As is clear from the above, according to the image processing apparatus of the present invention, the occurrence of a false contour can be prevented.
In addition, the background can be removed so as not to change the image quality of the original image.

According to the image processing method of the present invention, the background can be removed without causing the generation of a false contour.

According to the program of the present invention, the computer can execute the image processing method of the present invention.

[Brief description of the drawings]

FIG. 1 is a diagram illustrating a block configuration of an image reading apparatus according to an embodiment of the present invention;

FIG. 2 is a diagram showing a block configuration of a base level adjustment unit 350.

FIG. 3 is a diagram showing an operation flow of a background level adjustment unit 350.

FIG. 4 is a diagram showing image data and a brightness profile in a processing process.

FIG. 5 is a diagram showing image data and a brightness profile in a processing process.

FIG. 6 is a diagram illustrating a conventional background removal process and its problems.

[Explanation of symbols]

 DESCRIPTION OF SYMBOLS 1 Background area 2 Boundary area 3 Non-background area 300 Image reading device 350 Background level adjustment unit

 ──────────────────────────────────────────────────の Continued on the front page F term (reference) 5B057 AA11 BA02 CA01 CA08 CA12 CA16 CB01 CB08 CB12 CB16 CE05 CE08 DA08 DB02 DB06 DB09 DC22 5C077 LL05 MP01 PP02 PP12 PP25 PP48 PQ12 PQ19 PQ20 SS01

Claims (6)

[Claims] 1. An area discriminating means for discriminating a background area and a non-background area in input image data, and setting image data of each pixel included in the background area discriminated by the area discriminating means to a background level.
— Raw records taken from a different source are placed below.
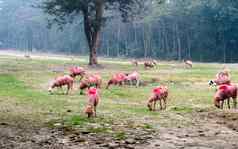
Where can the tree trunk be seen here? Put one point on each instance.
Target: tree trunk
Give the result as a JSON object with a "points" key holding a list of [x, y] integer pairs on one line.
{"points": [[92, 30]]}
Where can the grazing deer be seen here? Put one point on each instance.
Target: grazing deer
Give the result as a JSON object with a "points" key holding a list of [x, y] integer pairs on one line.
{"points": [[61, 81], [160, 94], [225, 92], [93, 100], [117, 79], [188, 63]]}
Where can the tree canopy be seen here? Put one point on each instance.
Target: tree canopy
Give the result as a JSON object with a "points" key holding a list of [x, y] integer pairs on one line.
{"points": [[202, 30]]}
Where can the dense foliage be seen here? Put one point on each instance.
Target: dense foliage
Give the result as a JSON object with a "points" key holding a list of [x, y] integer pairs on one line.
{"points": [[203, 30]]}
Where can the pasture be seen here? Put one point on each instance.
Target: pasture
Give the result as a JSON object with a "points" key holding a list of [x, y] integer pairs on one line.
{"points": [[30, 116]]}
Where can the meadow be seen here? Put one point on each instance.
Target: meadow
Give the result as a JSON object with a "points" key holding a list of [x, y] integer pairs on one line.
{"points": [[25, 101]]}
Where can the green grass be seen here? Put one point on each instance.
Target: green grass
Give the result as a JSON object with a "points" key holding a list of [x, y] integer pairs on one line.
{"points": [[24, 83]]}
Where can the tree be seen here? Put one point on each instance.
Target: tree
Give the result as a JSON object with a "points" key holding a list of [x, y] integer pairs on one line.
{"points": [[93, 13]]}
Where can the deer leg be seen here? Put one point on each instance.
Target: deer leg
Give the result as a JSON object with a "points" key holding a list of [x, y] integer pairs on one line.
{"points": [[95, 111], [161, 105], [137, 83], [228, 103], [234, 103], [154, 106], [222, 103], [68, 88], [165, 103]]}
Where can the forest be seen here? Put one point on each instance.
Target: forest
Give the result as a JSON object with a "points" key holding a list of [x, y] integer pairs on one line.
{"points": [[200, 30]]}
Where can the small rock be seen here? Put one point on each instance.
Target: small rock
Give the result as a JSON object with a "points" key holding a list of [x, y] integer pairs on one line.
{"points": [[130, 147], [57, 124], [157, 144], [112, 145], [130, 141]]}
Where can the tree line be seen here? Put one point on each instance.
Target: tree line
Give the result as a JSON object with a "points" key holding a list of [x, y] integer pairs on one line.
{"points": [[201, 30]]}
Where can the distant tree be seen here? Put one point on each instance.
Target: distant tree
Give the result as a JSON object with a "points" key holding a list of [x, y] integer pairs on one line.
{"points": [[93, 13]]}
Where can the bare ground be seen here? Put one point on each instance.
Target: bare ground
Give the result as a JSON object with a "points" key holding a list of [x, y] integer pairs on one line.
{"points": [[209, 130]]}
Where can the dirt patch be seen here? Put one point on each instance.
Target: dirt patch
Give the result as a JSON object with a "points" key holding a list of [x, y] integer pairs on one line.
{"points": [[29, 137]]}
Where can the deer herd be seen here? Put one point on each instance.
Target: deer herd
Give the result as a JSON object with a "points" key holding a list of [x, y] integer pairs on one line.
{"points": [[92, 83]]}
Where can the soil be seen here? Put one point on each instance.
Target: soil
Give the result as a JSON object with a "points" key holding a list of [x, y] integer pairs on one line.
{"points": [[210, 130]]}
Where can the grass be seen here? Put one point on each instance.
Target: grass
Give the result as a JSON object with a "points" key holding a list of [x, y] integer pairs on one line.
{"points": [[24, 83]]}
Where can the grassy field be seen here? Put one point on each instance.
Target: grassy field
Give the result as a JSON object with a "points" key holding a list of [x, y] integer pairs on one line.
{"points": [[24, 98]]}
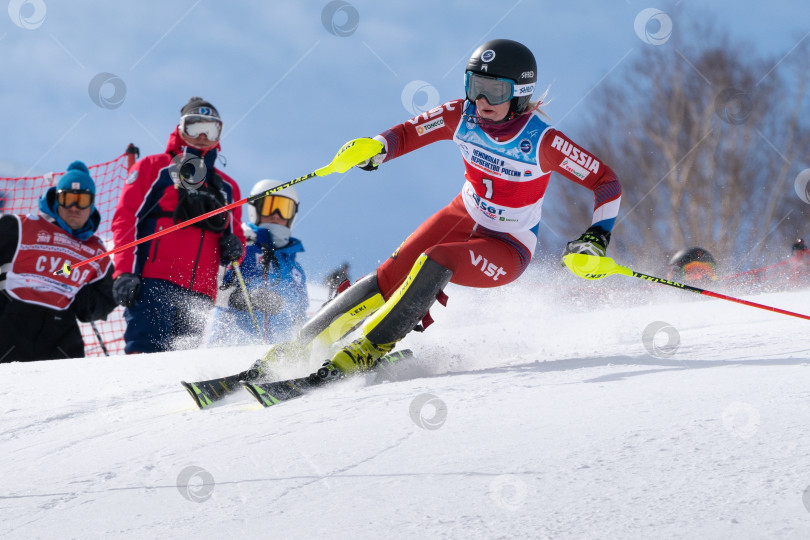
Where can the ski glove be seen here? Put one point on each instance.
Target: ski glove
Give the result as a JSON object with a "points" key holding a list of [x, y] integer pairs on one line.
{"points": [[230, 249], [373, 162], [127, 289], [594, 241]]}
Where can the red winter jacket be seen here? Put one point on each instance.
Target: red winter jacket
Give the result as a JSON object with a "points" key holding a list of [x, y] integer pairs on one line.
{"points": [[188, 257]]}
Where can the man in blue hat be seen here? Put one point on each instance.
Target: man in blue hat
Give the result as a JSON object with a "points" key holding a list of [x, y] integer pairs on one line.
{"points": [[38, 310]]}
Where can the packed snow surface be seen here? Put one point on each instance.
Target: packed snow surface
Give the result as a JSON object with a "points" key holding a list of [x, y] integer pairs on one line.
{"points": [[534, 410]]}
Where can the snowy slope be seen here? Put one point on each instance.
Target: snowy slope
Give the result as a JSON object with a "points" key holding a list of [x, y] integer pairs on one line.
{"points": [[544, 416]]}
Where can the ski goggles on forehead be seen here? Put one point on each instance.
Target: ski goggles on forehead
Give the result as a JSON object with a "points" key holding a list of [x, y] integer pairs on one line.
{"points": [[285, 206], [74, 197], [196, 125], [496, 90]]}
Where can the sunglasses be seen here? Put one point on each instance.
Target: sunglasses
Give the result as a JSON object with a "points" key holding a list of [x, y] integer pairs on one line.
{"points": [[74, 197], [496, 90], [285, 207], [196, 125]]}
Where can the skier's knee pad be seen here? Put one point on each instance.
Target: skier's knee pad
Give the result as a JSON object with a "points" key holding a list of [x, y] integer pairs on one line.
{"points": [[409, 303], [343, 313]]}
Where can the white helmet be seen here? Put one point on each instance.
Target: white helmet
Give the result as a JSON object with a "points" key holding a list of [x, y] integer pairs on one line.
{"points": [[280, 233], [264, 185]]}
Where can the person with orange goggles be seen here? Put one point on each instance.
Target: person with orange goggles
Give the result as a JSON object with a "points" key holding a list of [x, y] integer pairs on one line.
{"points": [[275, 282], [693, 265]]}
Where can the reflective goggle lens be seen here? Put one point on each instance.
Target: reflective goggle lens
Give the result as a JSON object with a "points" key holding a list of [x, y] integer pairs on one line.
{"points": [[495, 90], [68, 198], [285, 207], [196, 126]]}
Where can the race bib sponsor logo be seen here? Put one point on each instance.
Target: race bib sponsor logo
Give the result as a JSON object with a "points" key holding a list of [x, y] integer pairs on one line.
{"points": [[65, 240], [492, 163], [576, 155], [429, 126], [575, 169]]}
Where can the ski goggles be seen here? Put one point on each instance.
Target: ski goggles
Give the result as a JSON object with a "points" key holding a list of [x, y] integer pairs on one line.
{"points": [[194, 125], [496, 90], [74, 197], [285, 206], [697, 270]]}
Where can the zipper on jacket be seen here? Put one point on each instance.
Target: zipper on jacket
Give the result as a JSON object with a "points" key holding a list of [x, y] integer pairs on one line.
{"points": [[197, 261]]}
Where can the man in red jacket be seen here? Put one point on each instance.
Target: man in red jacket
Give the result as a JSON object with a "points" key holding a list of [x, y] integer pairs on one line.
{"points": [[169, 284]]}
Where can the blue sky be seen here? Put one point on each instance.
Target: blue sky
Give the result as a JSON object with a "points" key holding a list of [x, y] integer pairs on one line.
{"points": [[292, 88]]}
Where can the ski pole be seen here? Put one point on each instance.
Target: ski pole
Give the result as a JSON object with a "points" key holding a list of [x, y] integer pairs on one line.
{"points": [[593, 267], [350, 154], [98, 337], [242, 285]]}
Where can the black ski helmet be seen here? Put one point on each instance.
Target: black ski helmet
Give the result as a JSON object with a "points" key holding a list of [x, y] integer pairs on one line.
{"points": [[685, 256], [510, 60]]}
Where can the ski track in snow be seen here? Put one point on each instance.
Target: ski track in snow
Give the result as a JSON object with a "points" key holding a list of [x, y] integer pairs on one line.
{"points": [[559, 424]]}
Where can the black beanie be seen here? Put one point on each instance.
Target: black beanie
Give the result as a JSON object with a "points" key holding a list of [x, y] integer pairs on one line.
{"points": [[197, 105]]}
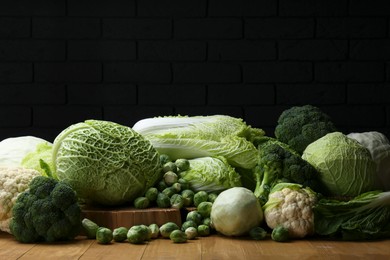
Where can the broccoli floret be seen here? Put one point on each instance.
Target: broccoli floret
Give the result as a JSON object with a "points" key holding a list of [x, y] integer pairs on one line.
{"points": [[47, 211], [299, 126], [279, 163]]}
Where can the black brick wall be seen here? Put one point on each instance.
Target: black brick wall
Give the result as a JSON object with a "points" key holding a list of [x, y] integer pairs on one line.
{"points": [[64, 61]]}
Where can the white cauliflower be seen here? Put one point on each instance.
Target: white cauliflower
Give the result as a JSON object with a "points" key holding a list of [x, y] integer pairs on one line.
{"points": [[291, 206], [13, 181]]}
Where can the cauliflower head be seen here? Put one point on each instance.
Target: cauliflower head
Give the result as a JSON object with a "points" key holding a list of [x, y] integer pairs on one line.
{"points": [[13, 181], [291, 205]]}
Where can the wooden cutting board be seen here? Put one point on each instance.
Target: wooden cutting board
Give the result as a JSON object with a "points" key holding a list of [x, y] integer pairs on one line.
{"points": [[129, 216]]}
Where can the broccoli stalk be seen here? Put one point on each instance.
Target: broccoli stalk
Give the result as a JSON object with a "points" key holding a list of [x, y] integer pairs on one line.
{"points": [[279, 163], [47, 211]]}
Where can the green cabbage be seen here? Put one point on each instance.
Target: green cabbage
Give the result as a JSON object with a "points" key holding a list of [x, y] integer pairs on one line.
{"points": [[105, 162], [345, 167], [202, 136], [211, 174]]}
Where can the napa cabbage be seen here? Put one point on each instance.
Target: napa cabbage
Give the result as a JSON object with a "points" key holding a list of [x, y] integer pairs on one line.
{"points": [[211, 174], [105, 162], [202, 136]]}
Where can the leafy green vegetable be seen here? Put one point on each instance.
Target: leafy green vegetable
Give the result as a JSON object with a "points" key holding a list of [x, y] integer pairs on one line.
{"points": [[211, 174], [365, 217], [301, 125], [184, 137], [105, 162], [345, 167]]}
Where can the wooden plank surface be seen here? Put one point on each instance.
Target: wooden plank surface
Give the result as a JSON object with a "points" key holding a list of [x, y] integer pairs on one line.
{"points": [[214, 247]]}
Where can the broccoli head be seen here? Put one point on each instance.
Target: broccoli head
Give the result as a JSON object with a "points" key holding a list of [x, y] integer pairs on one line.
{"points": [[47, 211], [279, 163], [299, 126]]}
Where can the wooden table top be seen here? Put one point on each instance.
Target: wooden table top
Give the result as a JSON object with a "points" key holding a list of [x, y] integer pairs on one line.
{"points": [[214, 247]]}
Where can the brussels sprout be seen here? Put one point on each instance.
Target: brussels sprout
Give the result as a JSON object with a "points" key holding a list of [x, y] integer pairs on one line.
{"points": [[104, 235], [191, 232], [170, 178], [257, 233], [177, 201], [280, 234], [187, 224], [207, 222], [163, 200], [137, 234], [170, 166], [141, 203], [176, 187], [188, 196], [212, 197], [120, 234], [204, 208], [199, 197], [167, 228], [151, 194], [169, 191], [155, 230], [182, 164], [164, 158], [90, 228], [194, 216], [203, 230], [161, 185], [178, 236]]}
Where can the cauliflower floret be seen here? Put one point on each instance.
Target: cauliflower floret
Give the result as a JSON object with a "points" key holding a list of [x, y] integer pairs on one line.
{"points": [[290, 205], [13, 181]]}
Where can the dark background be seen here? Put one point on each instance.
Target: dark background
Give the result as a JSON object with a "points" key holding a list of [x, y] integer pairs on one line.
{"points": [[64, 61]]}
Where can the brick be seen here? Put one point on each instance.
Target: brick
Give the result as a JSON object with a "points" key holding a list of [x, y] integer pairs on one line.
{"points": [[32, 94], [65, 27], [102, 50], [12, 27], [175, 95], [101, 8], [245, 50], [140, 28], [129, 115], [313, 49], [15, 116], [208, 28], [234, 111], [369, 7], [240, 94], [370, 49], [171, 51], [313, 8], [352, 116], [282, 72], [13, 72], [311, 93], [97, 94], [206, 73], [68, 72], [33, 8], [245, 8], [279, 28], [137, 72], [171, 8], [64, 116], [368, 93], [351, 27], [32, 50], [349, 72]]}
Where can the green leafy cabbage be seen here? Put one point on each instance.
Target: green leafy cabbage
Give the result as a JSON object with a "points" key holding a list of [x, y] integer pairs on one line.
{"points": [[345, 167], [105, 162], [211, 174], [202, 136]]}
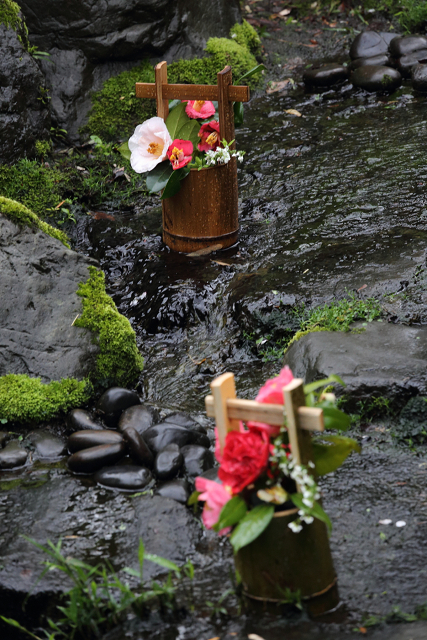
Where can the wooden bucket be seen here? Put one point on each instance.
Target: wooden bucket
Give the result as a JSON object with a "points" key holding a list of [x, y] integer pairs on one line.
{"points": [[205, 210], [280, 560]]}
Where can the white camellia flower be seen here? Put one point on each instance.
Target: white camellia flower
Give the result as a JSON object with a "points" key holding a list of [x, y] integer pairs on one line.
{"points": [[149, 144]]}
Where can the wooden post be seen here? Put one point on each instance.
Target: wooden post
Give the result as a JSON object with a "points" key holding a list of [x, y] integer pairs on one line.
{"points": [[225, 106], [299, 440], [161, 73]]}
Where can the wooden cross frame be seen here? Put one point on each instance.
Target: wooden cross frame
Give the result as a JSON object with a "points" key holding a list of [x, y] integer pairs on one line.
{"points": [[228, 410], [224, 92]]}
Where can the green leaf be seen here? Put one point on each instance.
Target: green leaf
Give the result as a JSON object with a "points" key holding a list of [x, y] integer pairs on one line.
{"points": [[173, 185], [194, 498], [251, 72], [176, 120], [231, 513], [328, 457], [252, 525], [312, 386], [157, 178], [333, 418], [189, 131], [238, 113], [162, 562], [316, 511], [124, 150]]}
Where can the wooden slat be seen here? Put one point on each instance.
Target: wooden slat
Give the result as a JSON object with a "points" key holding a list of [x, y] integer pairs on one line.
{"points": [[161, 71], [299, 439], [191, 92], [310, 418]]}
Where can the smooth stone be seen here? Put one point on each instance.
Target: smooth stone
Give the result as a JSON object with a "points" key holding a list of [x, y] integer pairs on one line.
{"points": [[382, 60], [93, 459], [373, 78], [326, 75], [124, 477], [406, 63], [197, 459], [139, 417], [161, 435], [114, 401], [138, 448], [81, 420], [419, 77], [184, 420], [12, 456], [86, 439], [386, 360], [168, 463], [401, 46], [179, 490], [370, 43], [47, 446]]}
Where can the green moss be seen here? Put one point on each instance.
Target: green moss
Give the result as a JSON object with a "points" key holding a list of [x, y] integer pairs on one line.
{"points": [[34, 185], [24, 399], [19, 214], [115, 108], [119, 361], [245, 35]]}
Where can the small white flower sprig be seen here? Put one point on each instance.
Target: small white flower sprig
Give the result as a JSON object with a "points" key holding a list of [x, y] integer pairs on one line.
{"points": [[307, 485]]}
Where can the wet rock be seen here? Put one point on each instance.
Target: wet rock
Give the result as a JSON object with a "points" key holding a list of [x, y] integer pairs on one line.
{"points": [[326, 75], [12, 456], [24, 115], [184, 420], [124, 477], [402, 46], [382, 60], [419, 77], [47, 446], [370, 43], [139, 417], [138, 447], [168, 462], [38, 287], [373, 78], [113, 402], [385, 360], [163, 434], [411, 427], [197, 459], [81, 420], [93, 459], [87, 439], [179, 490], [406, 63]]}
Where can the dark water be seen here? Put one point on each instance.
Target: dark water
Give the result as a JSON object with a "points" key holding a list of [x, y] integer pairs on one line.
{"points": [[329, 201]]}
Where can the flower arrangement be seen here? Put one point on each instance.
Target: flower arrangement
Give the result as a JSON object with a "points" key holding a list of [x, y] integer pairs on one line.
{"points": [[257, 474], [190, 138]]}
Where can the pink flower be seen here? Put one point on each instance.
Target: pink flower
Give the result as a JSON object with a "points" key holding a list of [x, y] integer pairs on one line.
{"points": [[199, 109], [272, 391], [180, 153], [215, 497], [209, 134]]}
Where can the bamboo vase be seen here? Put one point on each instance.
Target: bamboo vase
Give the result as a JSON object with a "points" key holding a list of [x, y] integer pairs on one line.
{"points": [[205, 210], [279, 561]]}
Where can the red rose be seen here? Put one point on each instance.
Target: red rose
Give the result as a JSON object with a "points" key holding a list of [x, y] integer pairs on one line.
{"points": [[244, 458]]}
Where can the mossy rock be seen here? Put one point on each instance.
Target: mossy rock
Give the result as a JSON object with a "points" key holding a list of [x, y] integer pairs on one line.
{"points": [[115, 108], [22, 216]]}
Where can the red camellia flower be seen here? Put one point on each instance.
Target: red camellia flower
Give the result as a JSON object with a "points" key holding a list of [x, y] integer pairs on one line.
{"points": [[180, 153], [244, 458], [209, 134]]}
Background level setting means for performing, smoothing means for performing smoothing processing on image data of pixels included in a boundary area between the background area and the non-background area after setting the background level, and smoothing by the smoothing means. An image processing apparatus, comprising: reproduction means for reproducing an image based on processed image data and original input image data so that a pseudo contour does not occur in the boundary area. 2. The image processing apparatus according to claim 1, further comprising a non-background level setting unit that replaces image data of each pixel included in the non-background area with a specific level before the smoothing processing. The image processing apparatus, wherein the means performs a smoothing process on the image data of the pixels included in the boundary area so that the background level and the specific level are continuous. 3. The image processing apparatus according to claim 2, wherein said non-background level setting means can arbitrarily set said specific level. 4. The image processing apparatus according to claim 1, wherein said reproducing means shifts a level of the image data after the smoothing processing by a predetermined value, and
An image processing apparatus comprising: an adding unit that adds the shifted image data and the original input image data. 5. A step of determining a background area and a non-background area in input image data; setting image data of each pixel included in the background area to a background level; Performing a smoothing process on the image data of the pixels included in the boundary region between the background region and the non-background region, based on the smoothed image data and the original input image data, Reproducing the image so that a pseudo contour does not occur in the boundary area. 6. A step of determining a background area and a non-background area in the input image data; setting image data of each pixel included in the background area to a background level; Performing a smoothing process on the image data of the pixels included in the boundary region between the background region and the non-background region, based on the smoothed image data and the original input image data, Reproducing an image so that a pseudo contour does not occur in the boundary area.